Table 2 List of oligonucleotides used in qRT-PCR assays.

Genomic DNA extraction and non-quantitative polymerase chain reaction (PCR)

Genomic DNA isolation was performed by EZ-10 Spin Column Blood Genomic DNA Miniprep Kit (SK8253, BioBasic), according to the manufacturer’s instructions. DNA quantities and purities were assessed by NanoDrop 2000. Conventional non-quantitative PCR was performed using Q5 High-Fidelity DNA Polymerase (M0491, NEB) and designed primer sets (see Table 3) according to the manufacturer’s protocol. Unlike those with normal GC content levels, PCR reactions for CAG and CHEF1α promoters with high GC content were supplied with Q5 High GC Enhancer.

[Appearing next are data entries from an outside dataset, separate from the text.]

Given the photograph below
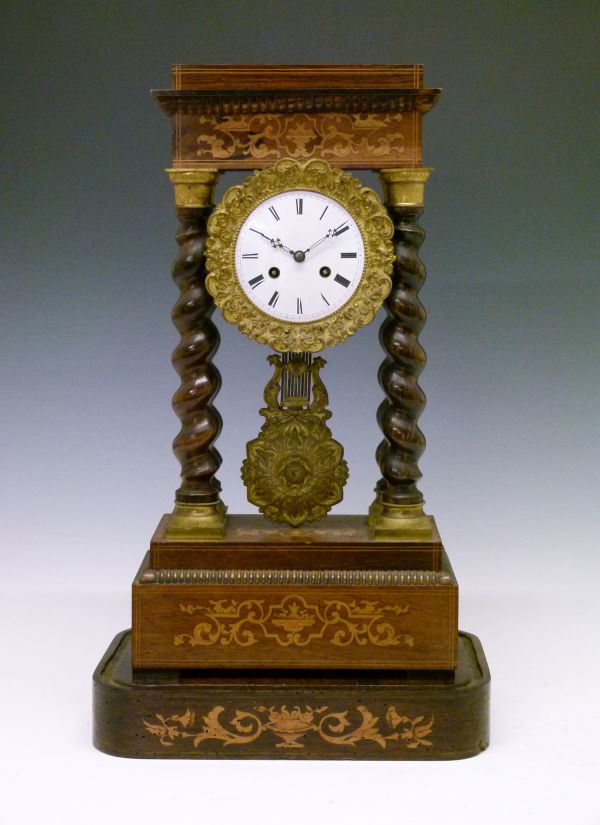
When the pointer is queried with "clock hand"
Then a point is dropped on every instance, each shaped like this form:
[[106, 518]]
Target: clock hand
[[330, 234], [275, 242]]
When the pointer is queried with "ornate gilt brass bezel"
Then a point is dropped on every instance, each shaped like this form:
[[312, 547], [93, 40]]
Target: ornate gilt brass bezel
[[375, 227]]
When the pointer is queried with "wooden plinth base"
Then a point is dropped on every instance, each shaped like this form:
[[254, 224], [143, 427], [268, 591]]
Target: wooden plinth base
[[275, 715]]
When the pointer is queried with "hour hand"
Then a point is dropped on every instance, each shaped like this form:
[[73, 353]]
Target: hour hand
[[337, 230], [316, 243], [275, 242]]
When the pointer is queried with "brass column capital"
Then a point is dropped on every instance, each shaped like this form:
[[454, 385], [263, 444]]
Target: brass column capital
[[194, 188], [404, 187]]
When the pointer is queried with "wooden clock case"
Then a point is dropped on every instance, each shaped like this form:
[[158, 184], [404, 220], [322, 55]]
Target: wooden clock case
[[334, 640]]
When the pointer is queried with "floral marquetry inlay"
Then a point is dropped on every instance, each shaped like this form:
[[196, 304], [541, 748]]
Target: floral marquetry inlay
[[294, 622], [336, 137], [292, 726]]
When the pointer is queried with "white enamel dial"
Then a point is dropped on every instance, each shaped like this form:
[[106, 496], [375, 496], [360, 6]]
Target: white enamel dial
[[299, 256]]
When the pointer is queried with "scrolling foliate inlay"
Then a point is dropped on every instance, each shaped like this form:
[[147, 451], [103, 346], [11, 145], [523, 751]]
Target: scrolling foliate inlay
[[291, 726], [336, 137], [293, 622]]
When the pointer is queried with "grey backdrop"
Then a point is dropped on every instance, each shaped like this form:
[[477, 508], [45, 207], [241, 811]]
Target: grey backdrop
[[510, 469]]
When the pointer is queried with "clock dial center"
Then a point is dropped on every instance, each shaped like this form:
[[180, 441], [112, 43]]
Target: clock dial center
[[299, 227]]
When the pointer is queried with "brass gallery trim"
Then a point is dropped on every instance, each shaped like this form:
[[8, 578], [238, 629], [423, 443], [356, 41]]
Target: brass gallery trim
[[190, 102], [373, 578], [341, 728], [293, 622]]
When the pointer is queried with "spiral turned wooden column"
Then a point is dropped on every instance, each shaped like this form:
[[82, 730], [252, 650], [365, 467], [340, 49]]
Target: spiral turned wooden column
[[397, 511], [199, 511]]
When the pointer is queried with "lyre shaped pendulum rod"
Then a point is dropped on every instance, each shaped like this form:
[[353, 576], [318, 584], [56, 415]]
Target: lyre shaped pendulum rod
[[295, 471]]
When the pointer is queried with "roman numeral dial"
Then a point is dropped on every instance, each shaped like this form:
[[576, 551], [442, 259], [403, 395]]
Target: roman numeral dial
[[299, 256]]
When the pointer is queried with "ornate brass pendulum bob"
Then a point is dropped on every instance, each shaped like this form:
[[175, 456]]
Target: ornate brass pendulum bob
[[295, 471]]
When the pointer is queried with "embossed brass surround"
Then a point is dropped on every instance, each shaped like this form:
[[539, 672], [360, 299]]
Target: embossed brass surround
[[375, 227]]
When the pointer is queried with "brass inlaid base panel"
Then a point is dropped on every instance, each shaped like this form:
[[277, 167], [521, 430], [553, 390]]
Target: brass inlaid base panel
[[336, 543], [246, 715], [236, 619]]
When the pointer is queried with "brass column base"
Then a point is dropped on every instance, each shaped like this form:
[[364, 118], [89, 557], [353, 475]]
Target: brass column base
[[189, 522], [401, 522]]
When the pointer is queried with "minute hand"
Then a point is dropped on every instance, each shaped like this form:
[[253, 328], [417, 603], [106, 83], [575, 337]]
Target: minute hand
[[330, 234]]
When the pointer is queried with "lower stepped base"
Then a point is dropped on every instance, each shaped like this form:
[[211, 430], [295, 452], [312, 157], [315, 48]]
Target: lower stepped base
[[404, 715]]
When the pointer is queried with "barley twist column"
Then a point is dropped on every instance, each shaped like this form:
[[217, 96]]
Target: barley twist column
[[199, 511], [397, 511]]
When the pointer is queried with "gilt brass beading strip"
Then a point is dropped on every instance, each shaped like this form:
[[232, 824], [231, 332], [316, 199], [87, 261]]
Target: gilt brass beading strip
[[301, 577], [404, 187], [194, 188]]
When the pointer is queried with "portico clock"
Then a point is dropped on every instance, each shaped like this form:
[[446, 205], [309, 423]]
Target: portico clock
[[285, 630]]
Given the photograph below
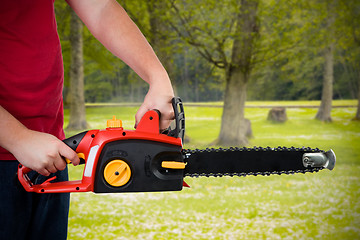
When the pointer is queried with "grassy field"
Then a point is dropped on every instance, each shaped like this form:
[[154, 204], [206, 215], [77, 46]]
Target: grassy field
[[324, 205]]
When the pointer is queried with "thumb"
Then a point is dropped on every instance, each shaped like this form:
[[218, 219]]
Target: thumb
[[69, 154], [139, 114]]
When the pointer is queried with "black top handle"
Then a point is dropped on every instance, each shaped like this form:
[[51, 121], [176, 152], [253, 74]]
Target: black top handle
[[179, 130]]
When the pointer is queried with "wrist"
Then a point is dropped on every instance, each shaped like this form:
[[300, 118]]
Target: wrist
[[161, 84]]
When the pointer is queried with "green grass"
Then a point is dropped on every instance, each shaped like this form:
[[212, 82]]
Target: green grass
[[324, 205]]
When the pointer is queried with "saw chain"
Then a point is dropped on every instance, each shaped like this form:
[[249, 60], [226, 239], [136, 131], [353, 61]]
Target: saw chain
[[234, 161]]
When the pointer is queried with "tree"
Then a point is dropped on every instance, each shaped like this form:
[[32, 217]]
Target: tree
[[77, 120], [228, 36], [324, 111]]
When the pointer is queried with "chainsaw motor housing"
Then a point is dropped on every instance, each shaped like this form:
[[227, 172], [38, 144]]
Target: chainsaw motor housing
[[118, 160]]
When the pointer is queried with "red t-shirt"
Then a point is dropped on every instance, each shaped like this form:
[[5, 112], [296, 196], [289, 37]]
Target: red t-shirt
[[31, 67]]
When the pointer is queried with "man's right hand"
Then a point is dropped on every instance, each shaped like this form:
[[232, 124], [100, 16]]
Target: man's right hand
[[43, 153]]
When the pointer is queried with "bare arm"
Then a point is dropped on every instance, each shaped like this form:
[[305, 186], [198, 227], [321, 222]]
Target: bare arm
[[111, 25], [41, 152]]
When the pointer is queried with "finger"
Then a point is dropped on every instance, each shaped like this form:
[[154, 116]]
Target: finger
[[139, 114], [70, 154], [51, 168], [166, 119], [43, 172], [60, 164]]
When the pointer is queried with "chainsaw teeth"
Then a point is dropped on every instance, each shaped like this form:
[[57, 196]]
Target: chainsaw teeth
[[187, 153]]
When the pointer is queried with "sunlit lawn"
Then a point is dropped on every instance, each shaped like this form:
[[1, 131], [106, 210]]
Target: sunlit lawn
[[324, 205]]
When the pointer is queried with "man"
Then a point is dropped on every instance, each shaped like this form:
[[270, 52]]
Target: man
[[31, 110]]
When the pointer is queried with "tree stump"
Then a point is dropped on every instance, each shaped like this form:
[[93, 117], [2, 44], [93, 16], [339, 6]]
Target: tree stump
[[277, 114]]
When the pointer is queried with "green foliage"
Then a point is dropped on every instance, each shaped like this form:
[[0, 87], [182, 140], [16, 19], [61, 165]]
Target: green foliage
[[322, 205], [288, 62]]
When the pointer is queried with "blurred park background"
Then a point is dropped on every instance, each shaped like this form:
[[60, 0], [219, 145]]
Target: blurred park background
[[230, 61]]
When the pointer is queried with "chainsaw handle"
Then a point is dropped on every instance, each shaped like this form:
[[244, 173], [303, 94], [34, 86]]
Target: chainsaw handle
[[179, 131], [73, 142]]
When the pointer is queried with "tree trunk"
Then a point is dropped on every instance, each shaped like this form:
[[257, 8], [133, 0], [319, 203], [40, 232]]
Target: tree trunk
[[159, 37], [357, 116], [77, 119], [233, 128], [233, 125], [324, 112]]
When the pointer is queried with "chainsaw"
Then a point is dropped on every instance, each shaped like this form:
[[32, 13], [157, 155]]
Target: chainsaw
[[147, 160]]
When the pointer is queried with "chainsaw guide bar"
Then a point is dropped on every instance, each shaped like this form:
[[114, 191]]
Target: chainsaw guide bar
[[212, 162]]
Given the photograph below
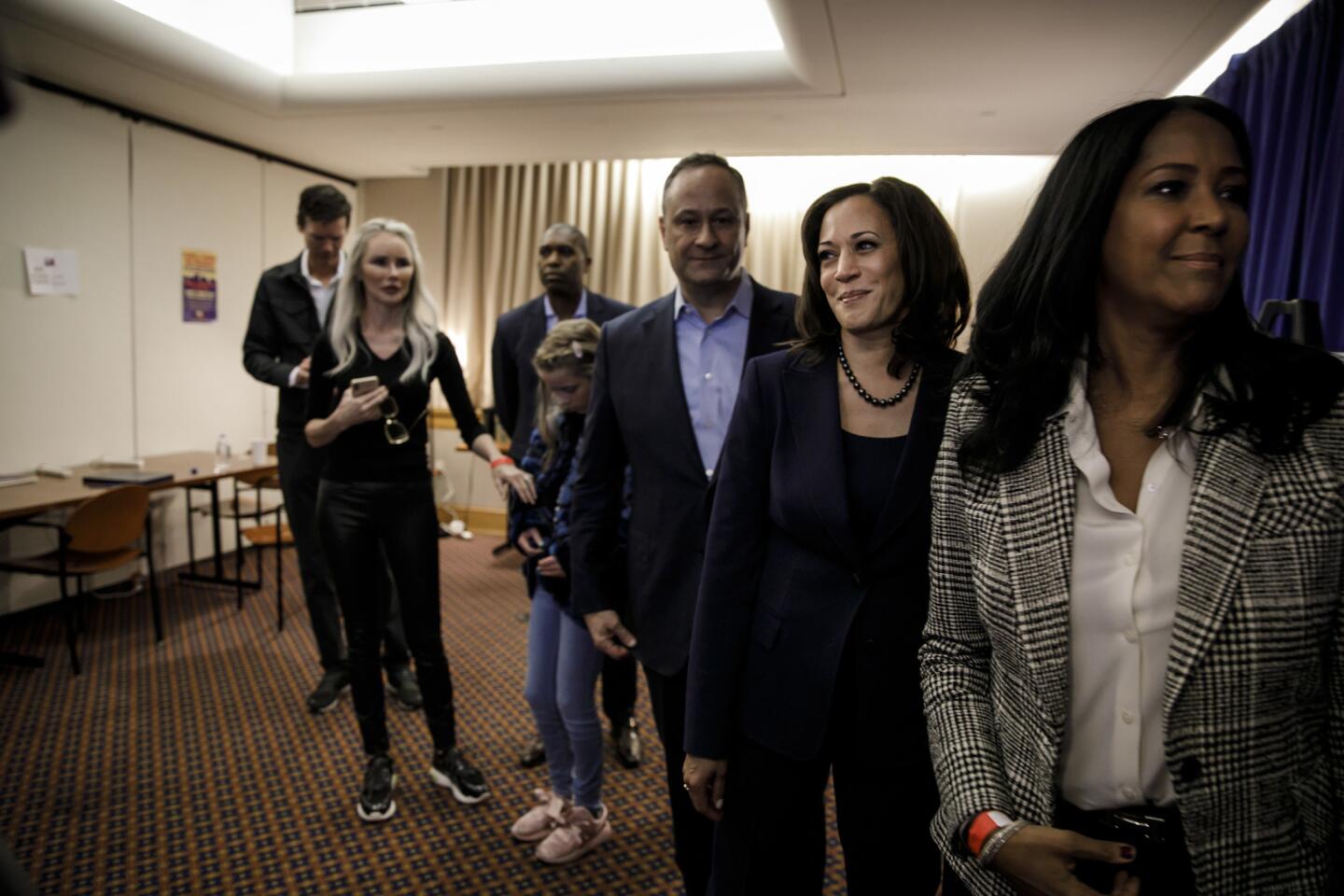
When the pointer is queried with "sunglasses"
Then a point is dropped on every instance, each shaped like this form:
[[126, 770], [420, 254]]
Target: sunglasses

Table 3 List of oligonucleotides used in conventional RT-PCR assay.

DHFR copy number analysis

Genomic DNA of relevant clones was examined by quantitative PCR (qPCR) to assess the copy number of DHFR gene integrated into the CHO-DG44 genome. Briefly, reactions were set up at ABI Prism 7500 Fast Real Time qPCR machine using Bright Green 2X qPCR Master Mix. In each reaction, 0.8 μL primer-mix, 5 μL master mix and 4.2 μL gDNA (in total ~ 100 ng) were used. QPCR data were analyzed using the 2-ΔΔCt method. Near-diploid CHO-DG44 genome is estimated to harbour 176 copies of the GAPDH gene40. The copy number of the DHFR gene for each CHO-DG44 stable clone was normalized relative to the GAPDH gene and the 176 number was used as the reference standard.